PassagePassage by Connie Willis

My rating: 4 of 5 stars

all in all, a well-done meditation on what a near-death experience (NDE) might signify, and what it might imply for life after death.

i read this book pretty obsessively–it’s well-plotted, full of interesting scientific and philosophic detail. if you’re after a book with some meat on its bones, you could certainly do worse than this one.

but i am unhappy about it as a whole… mostly because it came so close to being deeply awesome, and instead is just a really good book.

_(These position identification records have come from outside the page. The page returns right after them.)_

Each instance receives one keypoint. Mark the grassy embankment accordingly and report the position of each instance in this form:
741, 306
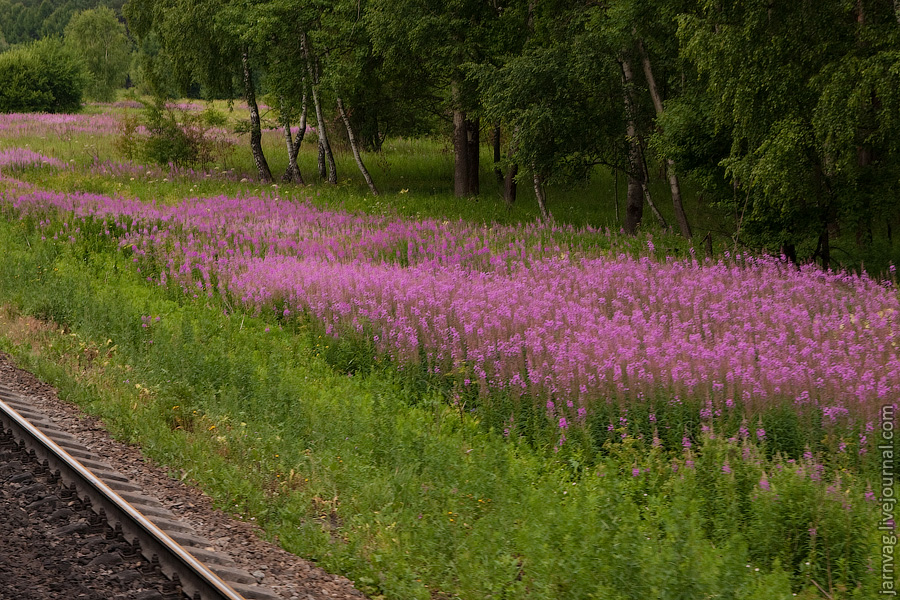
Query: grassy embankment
376, 474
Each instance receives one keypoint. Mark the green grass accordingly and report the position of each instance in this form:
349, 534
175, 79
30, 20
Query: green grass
383, 480
375, 475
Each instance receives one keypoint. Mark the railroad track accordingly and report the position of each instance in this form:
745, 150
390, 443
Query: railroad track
180, 553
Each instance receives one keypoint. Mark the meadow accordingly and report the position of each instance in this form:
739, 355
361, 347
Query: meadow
445, 398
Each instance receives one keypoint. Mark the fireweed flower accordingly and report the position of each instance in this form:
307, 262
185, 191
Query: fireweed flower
517, 312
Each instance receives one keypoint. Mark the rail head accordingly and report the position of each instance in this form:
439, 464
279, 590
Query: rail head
195, 578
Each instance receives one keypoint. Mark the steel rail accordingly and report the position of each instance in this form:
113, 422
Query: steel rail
195, 578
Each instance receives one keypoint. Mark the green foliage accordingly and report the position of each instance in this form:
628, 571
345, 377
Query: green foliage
40, 77
409, 497
173, 137
100, 39
808, 97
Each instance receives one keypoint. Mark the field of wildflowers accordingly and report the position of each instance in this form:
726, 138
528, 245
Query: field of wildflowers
744, 381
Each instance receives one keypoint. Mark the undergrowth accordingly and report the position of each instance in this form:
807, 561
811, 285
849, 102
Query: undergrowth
376, 475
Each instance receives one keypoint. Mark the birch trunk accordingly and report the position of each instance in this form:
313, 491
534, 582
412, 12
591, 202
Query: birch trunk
325, 153
674, 184
262, 166
354, 146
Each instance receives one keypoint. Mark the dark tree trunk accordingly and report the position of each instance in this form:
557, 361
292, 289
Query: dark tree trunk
292, 173
495, 139
465, 155
465, 150
634, 197
460, 156
674, 184
321, 131
509, 185
473, 155
354, 146
634, 204
262, 166
790, 252
323, 168
539, 193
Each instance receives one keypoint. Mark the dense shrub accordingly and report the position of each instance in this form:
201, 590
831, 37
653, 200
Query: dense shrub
40, 77
164, 136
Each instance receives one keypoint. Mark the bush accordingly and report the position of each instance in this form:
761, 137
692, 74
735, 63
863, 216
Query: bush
171, 137
40, 77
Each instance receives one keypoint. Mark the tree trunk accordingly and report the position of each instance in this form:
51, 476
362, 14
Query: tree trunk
324, 147
509, 185
634, 198
460, 156
262, 167
495, 139
465, 150
354, 146
292, 173
473, 154
674, 184
539, 193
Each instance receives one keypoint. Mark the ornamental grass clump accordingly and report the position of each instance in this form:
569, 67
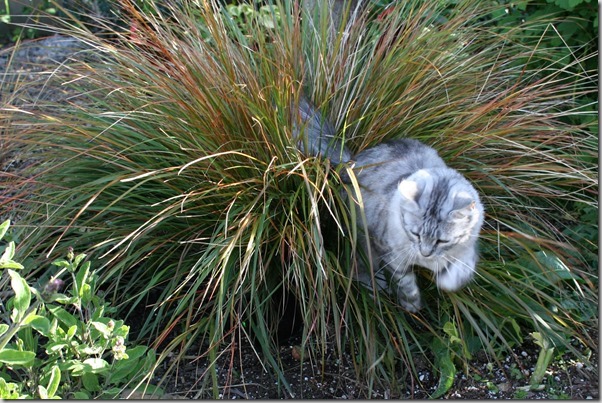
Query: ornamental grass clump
172, 163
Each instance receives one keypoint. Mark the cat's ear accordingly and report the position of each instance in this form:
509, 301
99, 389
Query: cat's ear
414, 186
464, 206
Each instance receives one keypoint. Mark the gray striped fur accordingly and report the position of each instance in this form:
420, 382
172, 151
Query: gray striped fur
418, 211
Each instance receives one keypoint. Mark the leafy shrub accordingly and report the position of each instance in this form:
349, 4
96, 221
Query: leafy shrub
175, 165
63, 345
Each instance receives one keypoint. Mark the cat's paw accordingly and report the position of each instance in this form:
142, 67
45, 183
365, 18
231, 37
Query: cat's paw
455, 277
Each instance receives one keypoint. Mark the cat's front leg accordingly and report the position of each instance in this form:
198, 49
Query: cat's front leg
458, 272
408, 293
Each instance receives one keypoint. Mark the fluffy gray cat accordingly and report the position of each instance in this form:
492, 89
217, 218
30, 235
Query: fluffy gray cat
418, 211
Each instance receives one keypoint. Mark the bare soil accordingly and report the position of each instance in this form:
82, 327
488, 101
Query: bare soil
246, 378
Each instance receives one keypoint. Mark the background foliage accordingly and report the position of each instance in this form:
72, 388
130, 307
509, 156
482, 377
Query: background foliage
173, 166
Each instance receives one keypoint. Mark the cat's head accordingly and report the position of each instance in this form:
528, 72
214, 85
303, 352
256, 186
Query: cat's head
441, 211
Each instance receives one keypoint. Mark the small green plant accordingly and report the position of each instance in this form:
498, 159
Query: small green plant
55, 344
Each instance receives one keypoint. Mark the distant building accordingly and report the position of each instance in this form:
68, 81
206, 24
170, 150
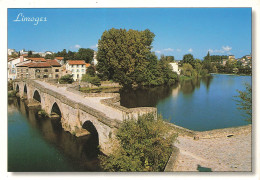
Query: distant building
231, 57
95, 58
11, 67
11, 51
77, 68
175, 68
60, 60
48, 69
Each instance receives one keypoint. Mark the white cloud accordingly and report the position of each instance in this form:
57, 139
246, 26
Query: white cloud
94, 46
168, 49
190, 50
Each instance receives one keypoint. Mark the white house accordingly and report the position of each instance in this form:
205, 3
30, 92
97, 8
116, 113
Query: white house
77, 68
11, 65
11, 51
175, 68
95, 58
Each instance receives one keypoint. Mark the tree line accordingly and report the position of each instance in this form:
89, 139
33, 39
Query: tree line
85, 54
125, 57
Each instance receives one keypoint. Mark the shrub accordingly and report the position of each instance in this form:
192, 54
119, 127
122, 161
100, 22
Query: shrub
10, 85
67, 79
93, 80
11, 93
144, 144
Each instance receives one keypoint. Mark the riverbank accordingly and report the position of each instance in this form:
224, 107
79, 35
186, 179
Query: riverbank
226, 149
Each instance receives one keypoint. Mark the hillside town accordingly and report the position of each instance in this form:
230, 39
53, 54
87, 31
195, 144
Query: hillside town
37, 66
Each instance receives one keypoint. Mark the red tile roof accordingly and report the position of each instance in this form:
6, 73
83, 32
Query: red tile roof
37, 59
76, 62
24, 64
39, 65
53, 63
59, 58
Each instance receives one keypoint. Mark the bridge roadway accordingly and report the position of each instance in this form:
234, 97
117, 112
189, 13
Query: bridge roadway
93, 102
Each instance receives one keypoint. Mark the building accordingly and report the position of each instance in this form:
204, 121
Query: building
60, 60
77, 68
11, 66
231, 57
175, 68
95, 58
48, 69
11, 51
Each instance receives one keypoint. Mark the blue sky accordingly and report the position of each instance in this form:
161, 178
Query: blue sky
178, 31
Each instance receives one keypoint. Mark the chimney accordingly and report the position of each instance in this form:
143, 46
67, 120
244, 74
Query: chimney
21, 59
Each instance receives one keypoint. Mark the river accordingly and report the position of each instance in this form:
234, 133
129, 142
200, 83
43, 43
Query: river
198, 104
39, 145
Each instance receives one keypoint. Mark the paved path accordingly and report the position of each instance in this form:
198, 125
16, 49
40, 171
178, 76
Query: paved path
217, 154
93, 102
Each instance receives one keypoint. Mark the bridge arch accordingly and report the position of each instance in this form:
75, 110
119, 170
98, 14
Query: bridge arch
25, 90
55, 109
17, 88
37, 96
89, 126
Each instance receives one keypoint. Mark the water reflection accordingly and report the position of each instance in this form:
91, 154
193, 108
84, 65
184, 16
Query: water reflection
149, 97
81, 153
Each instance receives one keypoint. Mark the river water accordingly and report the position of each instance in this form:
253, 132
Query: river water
38, 145
203, 104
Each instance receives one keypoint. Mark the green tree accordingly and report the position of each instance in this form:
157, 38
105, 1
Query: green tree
36, 56
187, 70
49, 56
29, 53
245, 101
91, 70
95, 80
188, 59
67, 79
122, 54
170, 58
207, 63
85, 54
144, 144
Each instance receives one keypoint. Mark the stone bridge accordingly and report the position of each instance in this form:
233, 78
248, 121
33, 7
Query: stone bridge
79, 113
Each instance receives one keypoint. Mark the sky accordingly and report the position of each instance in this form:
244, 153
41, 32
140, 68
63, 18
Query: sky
178, 31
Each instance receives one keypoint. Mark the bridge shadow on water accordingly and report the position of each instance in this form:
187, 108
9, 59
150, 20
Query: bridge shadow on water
80, 152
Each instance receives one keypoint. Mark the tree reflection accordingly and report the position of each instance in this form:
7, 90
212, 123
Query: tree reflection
81, 152
150, 97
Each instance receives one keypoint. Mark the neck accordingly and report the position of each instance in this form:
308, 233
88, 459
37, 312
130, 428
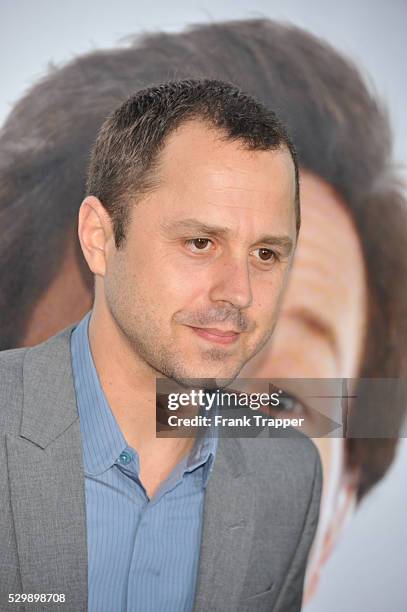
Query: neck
127, 380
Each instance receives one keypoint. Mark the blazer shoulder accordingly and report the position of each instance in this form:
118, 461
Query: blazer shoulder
289, 454
11, 389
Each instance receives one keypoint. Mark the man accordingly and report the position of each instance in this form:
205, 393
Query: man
189, 228
344, 312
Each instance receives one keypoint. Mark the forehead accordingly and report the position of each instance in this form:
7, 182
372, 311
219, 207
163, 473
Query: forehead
327, 291
200, 171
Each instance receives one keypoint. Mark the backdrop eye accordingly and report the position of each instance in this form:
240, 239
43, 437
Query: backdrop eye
265, 254
290, 403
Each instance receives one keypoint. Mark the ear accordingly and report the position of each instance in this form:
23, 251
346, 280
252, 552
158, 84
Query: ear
95, 231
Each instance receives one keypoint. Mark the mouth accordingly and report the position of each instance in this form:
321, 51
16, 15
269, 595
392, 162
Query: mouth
217, 336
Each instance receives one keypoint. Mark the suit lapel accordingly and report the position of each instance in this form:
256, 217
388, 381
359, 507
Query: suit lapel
228, 525
47, 480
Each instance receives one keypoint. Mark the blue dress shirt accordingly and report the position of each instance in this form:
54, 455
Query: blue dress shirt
142, 553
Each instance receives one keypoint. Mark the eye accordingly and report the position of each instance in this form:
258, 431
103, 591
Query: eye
265, 255
198, 244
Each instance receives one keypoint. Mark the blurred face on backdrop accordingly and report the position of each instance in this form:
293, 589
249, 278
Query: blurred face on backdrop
320, 334
194, 290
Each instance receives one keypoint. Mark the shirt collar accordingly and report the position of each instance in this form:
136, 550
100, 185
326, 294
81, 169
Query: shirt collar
102, 439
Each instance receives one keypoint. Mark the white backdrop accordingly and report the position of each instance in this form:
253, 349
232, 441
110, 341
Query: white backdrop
368, 570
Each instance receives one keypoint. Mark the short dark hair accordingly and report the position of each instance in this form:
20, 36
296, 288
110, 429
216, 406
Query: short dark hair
124, 159
341, 131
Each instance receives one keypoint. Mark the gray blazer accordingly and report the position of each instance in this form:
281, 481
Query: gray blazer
260, 511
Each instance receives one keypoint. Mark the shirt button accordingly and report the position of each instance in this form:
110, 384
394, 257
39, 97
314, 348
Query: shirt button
125, 458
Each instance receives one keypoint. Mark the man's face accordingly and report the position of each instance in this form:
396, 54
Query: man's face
195, 287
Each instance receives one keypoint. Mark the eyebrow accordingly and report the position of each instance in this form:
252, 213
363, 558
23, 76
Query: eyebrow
318, 325
284, 242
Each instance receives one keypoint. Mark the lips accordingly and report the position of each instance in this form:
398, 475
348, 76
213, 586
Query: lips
216, 335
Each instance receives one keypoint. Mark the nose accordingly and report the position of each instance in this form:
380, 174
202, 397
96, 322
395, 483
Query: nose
231, 283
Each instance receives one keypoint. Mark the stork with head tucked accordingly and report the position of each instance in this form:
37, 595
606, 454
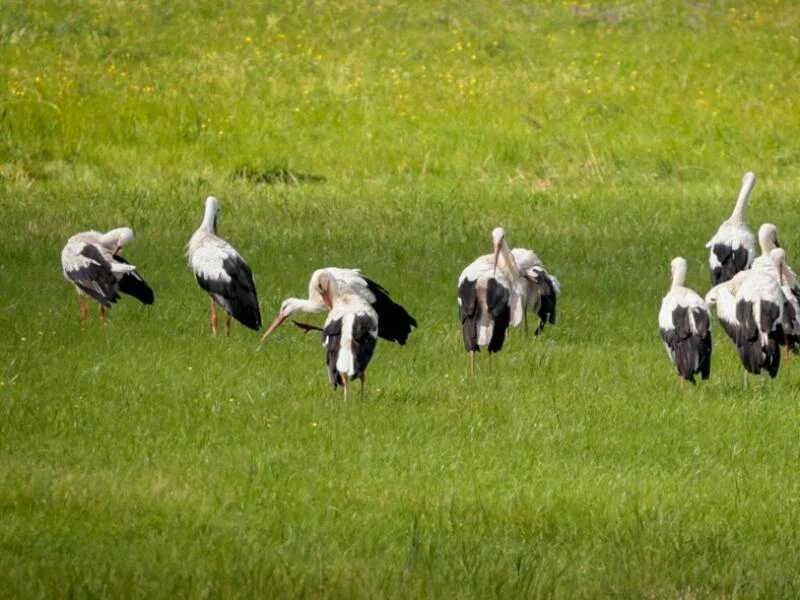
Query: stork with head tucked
91, 262
394, 321
733, 247
349, 335
222, 273
684, 322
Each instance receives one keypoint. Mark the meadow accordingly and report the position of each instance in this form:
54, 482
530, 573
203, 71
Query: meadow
145, 458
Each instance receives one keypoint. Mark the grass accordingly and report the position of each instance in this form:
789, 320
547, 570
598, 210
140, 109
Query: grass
146, 459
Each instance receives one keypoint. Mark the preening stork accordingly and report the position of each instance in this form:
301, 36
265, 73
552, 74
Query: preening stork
222, 273
394, 321
489, 299
684, 322
91, 262
349, 335
733, 247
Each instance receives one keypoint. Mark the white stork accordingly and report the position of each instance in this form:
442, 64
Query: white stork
349, 335
752, 310
684, 322
733, 247
91, 262
222, 273
489, 299
541, 288
394, 321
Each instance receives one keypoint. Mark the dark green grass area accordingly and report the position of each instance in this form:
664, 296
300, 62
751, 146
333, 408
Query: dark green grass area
146, 459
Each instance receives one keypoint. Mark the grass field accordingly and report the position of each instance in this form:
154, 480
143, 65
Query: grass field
146, 459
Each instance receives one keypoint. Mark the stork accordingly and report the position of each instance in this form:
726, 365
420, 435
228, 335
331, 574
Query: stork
541, 288
751, 308
222, 273
394, 321
684, 322
91, 262
733, 247
489, 299
349, 335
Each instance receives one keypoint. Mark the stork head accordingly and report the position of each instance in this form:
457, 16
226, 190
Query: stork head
117, 239
327, 288
678, 268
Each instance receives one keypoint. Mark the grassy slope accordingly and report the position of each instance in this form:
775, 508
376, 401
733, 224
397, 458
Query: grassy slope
147, 458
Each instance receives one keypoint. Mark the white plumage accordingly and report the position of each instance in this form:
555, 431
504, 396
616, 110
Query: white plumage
733, 247
684, 322
755, 313
490, 298
90, 261
394, 322
540, 287
349, 335
222, 273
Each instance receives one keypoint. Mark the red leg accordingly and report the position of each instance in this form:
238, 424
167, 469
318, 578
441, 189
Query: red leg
213, 317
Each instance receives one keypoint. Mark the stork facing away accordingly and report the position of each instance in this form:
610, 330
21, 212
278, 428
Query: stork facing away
733, 247
755, 312
222, 273
91, 262
684, 322
349, 335
394, 322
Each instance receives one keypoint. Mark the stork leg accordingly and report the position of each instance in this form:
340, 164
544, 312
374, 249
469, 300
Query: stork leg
84, 308
213, 318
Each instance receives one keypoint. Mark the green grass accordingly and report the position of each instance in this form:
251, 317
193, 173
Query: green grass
146, 459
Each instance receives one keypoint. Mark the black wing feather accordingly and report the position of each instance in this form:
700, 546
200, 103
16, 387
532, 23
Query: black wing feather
134, 285
394, 321
96, 279
238, 295
469, 313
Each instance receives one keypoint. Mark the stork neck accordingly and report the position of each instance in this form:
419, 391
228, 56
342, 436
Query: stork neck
737, 216
507, 262
210, 218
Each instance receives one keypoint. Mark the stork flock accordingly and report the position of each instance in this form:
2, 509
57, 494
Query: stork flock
757, 300
495, 292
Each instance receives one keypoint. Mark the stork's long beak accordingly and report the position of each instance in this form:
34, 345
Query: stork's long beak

the characters have no real lives except for their work. they make occasional wisecracks about movies or cute cops seen in passing, but 99% of their discourse and the same quantity of their thoughts are about NDEs. i wanted to know, just occasionally, whether they thought about what life might mean–and small, quotidian things, like how a favorite sweater felt, and what pleasure they got from it. we don’t even find out that the protagonist has a sister until nearing the end of the book, let alone what she might have thought of said sister, or why they are estranged, etc. (if you’re irked because i’ve failed to add spoiler tags, don’t be–the sister has no function except as a plot device, a function she performs and then gracelessly exits the stage.) i do not know any humans who live as siamese twins to their work–everybody has something else they love.

ok now the spoilers are coming.

and then comes the end of the book, which is an absolutely heroic effort on the writer’s part. seriously, i applaud her wholeheartedly for following her dying protagonist so far. i can’t remember ever seeing a writer devote so much ink, attempt to articulate so minutely what dying might be like. so, kudos. and she did a good job of all that, within the limits of the plot she’d set up. but maisie’s death tied into joanna’s? even loosely? when joanna had cashed out weeks before maisie? that’s a great deal harder to swallow.

but the thing that really hurt was the ship–the one that implied that there was some afterlife awaiting after death. throughout the book the protagonist and all the characters not being made fun of are pretty insistent that we just don’t know what comes after. and then we have a ship! i’m glad it was a ship and not an angel, but still… will nobody say, after death, we cease to exist entirely? ever? maybe philip larkin was the only one with those kind of cojones….

but oh, one really funny thing, man those hospital employees eat genuinely crappy food. i don’t know whether real hospital employees do, but i had to laugh every time one of these folks ingested a “meal.”

anyway. got her next book, To Say Nothing of the Dog, looking forward to it.